- Location in York County and the U.S. state of Pennsylvania.
- Coordinates: 40°00′04″N 76°49′36″W﻿ / ﻿40.00111°N 76.82667°W
- Country: United States
- State: Pennsylvania
- County: York
- Township: Dover

Area
- • Total: 5.8 sq mi (15.0 km^{2})
- • Land: 5.8 sq mi (15.0 km^{2})
- Elevation: 502 ft (153 m)

Population (2020)
- • Total: 15,136
- • Density: 2,610/sq mi (1,010/km^{2})
- Time zone: UTC-5 (Eastern (EST))
- • Summer (DST): UTC-4 (EDT)
- GNIS feature ID: 2390462

= Weigelstown, Pennsylvania =

Unincorporated place in Pennsylvania, US

Weigelstown is a census-designated place (CDP) in York County, Pennsylvania, United States. The population was 15,136 at the 2020 census.

==Geography==
Weigelstown is part of Dover Township.

According to the United States Census Bureau, the CDP has a total area of 5.8 sqmi, all land.

==Demographics==

Historical population
| Census | Pop. | Note | %± |
|---|---|---|---|
| 2000 | 10,117 |  | — |
| 2010 | 12,875 |  | 27.3% |
| 2020 | 15,136 |  | 17.6% |

===2020 census===

As of the 2020 census, Weigelstown had a population of 15,136. The median age was 41.0 years. 22.1% of residents were under the age of 18 and 19.7% of residents were 65 years of age or older. For every 100 females there were 94.0 males, and for every 100 females age 18 and over there were 90.0 males age 18 and over.

100.0% of residents lived in urban areas, while 0.0% lived in rural areas.

There were 6,074 households in Weigelstown, of which 29.5% had children under the age of 18 living in them. Of all households, 51.8% were married-couple households, 14.0% were households with a male householder and no spouse or partner present, and 25.0% were households with a female householder and no spouse or partner present. About 24.6% of all households were made up of individuals and 13.3% had someone living alone who was 65 years of age or older.

There were 6,275 housing units, of which 3.2% were vacant. The homeowner vacancy rate was 1.0% and the rental vacancy rate was 6.5%.

Racial composition as of the 2020 census
| Race | Number | Percent |
|---|---|---|
| White | 12,848 | 84.9% |
| Black or African American | 767 | 5.1% |
| American Indian and Alaska Native | 58 | 0.4% |
| Asian | 131 | 0.9% |
| Native Hawaiian and Other Pacific Islander | 7 | 0.0% |
| Some other race | 466 | 3.1% |
| Two or more races | 859 | 5.7% |
| Hispanic or Latino (of any race) | 1,111 | 7.3% |

===2000 census===

At the 2000 census there were 10,117 people, 3,933 households, and 2,890 families living in the CDP. The population density was 1,740.7 PD/sqmi. There were 4,069 housing units at an average density of 700.1 /sqmi. The racial makeup of the CDP was 96.44% White, 1.22% African American, 0.22% Native American, 0.56% Asian, 0.01% Pacific Islander, 0.75% from other races, and 0.80% from two or more races. Hispanic or Latino of any race were 1.42%.

Of the 3,933 households 33.3% had children under the age of 18 living with them, 60.1% were married couples living together, 9.1% had a female householder with no husband present, and 26.5% were non-families. 21.6% of households were one person and 8.9% were one person aged 65 or older. The average household size was 2.52 and the average family size was 2.92.

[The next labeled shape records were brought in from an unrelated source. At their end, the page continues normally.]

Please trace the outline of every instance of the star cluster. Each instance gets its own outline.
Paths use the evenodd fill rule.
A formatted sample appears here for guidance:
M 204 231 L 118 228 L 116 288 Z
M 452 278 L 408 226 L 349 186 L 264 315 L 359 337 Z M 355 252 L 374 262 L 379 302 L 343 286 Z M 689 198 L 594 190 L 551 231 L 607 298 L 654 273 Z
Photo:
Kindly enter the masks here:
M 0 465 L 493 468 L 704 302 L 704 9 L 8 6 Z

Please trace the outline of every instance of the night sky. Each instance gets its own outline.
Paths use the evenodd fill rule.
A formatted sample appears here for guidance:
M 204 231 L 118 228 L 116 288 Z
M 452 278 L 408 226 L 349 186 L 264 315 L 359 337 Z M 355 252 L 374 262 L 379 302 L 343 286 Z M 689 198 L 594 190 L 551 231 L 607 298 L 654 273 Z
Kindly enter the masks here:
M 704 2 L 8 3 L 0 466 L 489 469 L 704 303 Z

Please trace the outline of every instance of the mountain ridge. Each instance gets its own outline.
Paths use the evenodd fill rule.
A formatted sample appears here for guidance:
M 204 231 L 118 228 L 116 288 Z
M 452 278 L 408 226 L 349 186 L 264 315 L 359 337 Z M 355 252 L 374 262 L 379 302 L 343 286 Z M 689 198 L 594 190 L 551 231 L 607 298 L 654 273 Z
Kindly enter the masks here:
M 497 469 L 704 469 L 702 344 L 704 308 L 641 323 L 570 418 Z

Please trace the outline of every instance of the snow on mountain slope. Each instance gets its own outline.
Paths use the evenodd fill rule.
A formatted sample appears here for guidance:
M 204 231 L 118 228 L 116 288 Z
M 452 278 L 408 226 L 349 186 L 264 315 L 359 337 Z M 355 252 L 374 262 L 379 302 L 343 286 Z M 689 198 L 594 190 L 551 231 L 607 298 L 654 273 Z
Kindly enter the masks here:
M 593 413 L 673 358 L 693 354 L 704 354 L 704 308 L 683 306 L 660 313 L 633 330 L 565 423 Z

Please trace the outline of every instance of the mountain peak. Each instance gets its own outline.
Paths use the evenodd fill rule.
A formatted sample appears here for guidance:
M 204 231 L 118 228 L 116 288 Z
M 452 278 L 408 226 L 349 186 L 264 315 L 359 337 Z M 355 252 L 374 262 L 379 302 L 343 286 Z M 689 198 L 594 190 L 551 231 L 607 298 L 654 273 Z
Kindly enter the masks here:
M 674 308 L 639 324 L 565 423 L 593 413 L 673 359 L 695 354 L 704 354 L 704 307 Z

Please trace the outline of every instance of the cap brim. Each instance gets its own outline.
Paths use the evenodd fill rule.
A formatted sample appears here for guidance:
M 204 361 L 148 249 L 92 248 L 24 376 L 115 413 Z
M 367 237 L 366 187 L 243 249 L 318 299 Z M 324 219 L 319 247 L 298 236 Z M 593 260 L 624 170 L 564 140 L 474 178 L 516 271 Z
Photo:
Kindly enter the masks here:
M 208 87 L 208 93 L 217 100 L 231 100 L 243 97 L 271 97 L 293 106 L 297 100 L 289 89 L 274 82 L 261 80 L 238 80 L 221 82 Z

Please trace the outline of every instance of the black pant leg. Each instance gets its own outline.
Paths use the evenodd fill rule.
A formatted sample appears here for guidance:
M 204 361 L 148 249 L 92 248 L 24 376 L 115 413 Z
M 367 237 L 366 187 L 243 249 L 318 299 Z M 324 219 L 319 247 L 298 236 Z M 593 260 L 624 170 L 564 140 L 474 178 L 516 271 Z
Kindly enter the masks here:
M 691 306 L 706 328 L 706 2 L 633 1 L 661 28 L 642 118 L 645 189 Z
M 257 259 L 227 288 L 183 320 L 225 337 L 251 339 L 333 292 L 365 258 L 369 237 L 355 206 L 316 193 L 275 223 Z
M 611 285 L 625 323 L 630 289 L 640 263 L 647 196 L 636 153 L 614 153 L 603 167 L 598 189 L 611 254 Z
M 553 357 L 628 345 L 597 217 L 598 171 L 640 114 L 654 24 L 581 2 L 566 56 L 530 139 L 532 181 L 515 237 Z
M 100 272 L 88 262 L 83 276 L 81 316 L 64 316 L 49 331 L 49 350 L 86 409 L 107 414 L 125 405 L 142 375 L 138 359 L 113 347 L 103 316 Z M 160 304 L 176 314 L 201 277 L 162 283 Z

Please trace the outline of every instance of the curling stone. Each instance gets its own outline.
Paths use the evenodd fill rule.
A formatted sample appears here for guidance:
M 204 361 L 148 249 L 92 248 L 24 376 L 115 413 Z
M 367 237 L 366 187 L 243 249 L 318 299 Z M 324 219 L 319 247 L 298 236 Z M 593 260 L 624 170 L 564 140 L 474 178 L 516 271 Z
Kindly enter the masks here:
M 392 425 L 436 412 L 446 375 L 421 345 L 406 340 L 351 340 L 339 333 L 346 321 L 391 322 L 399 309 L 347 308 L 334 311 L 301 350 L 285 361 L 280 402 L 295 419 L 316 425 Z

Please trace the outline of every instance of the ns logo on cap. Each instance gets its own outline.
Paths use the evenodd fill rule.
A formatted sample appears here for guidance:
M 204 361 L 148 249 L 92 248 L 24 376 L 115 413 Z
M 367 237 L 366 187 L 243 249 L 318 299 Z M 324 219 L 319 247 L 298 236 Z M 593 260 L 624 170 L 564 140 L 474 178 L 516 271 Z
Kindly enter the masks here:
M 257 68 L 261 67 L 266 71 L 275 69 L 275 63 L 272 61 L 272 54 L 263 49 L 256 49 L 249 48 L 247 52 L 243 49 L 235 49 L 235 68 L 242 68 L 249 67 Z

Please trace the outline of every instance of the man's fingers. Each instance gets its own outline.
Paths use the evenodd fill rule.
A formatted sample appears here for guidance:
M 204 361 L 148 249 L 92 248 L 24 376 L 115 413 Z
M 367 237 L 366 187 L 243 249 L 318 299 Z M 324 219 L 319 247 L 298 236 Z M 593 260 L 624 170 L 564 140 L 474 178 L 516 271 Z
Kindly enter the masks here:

The age distribution was 24.4% under the age of 18, 6.6% from 18 to 24, 30.3% from 25 to 44, 24.2% from 45 to 64, and 14.5% 65 or older. The median age was 38 years. For every 100 females, there were 94.6 males. For every 100 females age 18 and over, there were 91.8 males.

The median household income was $45,095 and the median family income was $51,343. Males had a median income of $36,598 versus $23,143 for females. The per capita income for the CDP was $19,048. About 3.5% of families and 5.8% of the population were below the poverty line, including 8.1% of those under age 18 and 3.8% of those age 65 or over.